# Never been coached - looking for thoughts



## avluey (Dec 31, 2010)

20 yards with an Elite Hunter 27.5" 68#


----------



## aread (Dec 25, 2009)

Your bow does not fit you. It's not even close. We cannot evaluate your form until you take several inches off of the bow's draw length. A good rule of thumb is that at full draw, the nock of the arrow should be directly below your eye. The Nuts & Bolts download in the General Discussion forum can give you more information on this.

Surprisingly, it looks like you may be doing a lot of things right. Get the DL fixed and we can get a better idea of what you are doing.
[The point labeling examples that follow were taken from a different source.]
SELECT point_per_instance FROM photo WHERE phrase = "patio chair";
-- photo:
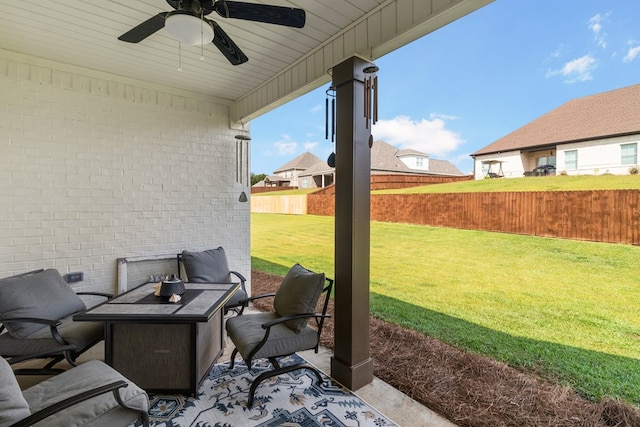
(36, 312)
(284, 331)
(90, 394)
(211, 266)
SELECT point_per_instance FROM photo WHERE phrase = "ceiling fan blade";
(227, 46)
(145, 29)
(279, 15)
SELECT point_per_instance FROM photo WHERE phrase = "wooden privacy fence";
(291, 205)
(600, 215)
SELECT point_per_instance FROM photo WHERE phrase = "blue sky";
(476, 80)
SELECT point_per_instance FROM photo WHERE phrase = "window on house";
(629, 154)
(546, 160)
(571, 159)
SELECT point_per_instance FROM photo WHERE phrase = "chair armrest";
(73, 400)
(244, 302)
(53, 326)
(38, 320)
(98, 294)
(16, 359)
(274, 322)
(253, 298)
(239, 276)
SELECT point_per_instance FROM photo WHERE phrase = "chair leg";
(234, 353)
(263, 376)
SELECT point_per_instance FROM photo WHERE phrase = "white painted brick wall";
(95, 167)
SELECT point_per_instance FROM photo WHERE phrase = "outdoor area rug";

Get some help with this. You'll be glad you did.

JMHO,
Allen


----------



## avluey (Dec 31, 2010)

It's way too long? I've been measured at two different bow shops - I'm a normal sized 5'10 165 and the DL is 27.5". At anchor the string is just past the tip of my nose. Guess I'll go down to the shop and get measured again. I definitely want to get it right.


----------



## Supermag1 (Jun 11, 2009)

I don't think your draw length looks that bad, maybe your release is a bit long but other than that the string hits your face fine, the nock is below your eye, you're not leaning, your arm is bent so looks fine. I'd like you get a better look at your grip, I think you're getting too much hand into it and a if you rotated your arm so your knuckles are at 45 degrees from horizontal that would help. Also, I'd like to see your draw arm elbow get a little higher so it's at least in line with the arrow, maybe a touch higher.


----------



## avluey (Dec 31, 2010)

Will get the wife to get some close up pics tomorrow of the grip as well as the release hand - I think it may be too long as well because it feels like I need to 'reach' for the trigger.


----------



## aread (Dec 25, 2009)

avluey said:


> It's way too long? I've been measured at two different bow shops - I'm a normal sized 5'10 165 and the DL is 27.5". At anchor the string is just past the tip of my nose. Guess I'll go down to the shop and get measured again. I definitely want to get it right.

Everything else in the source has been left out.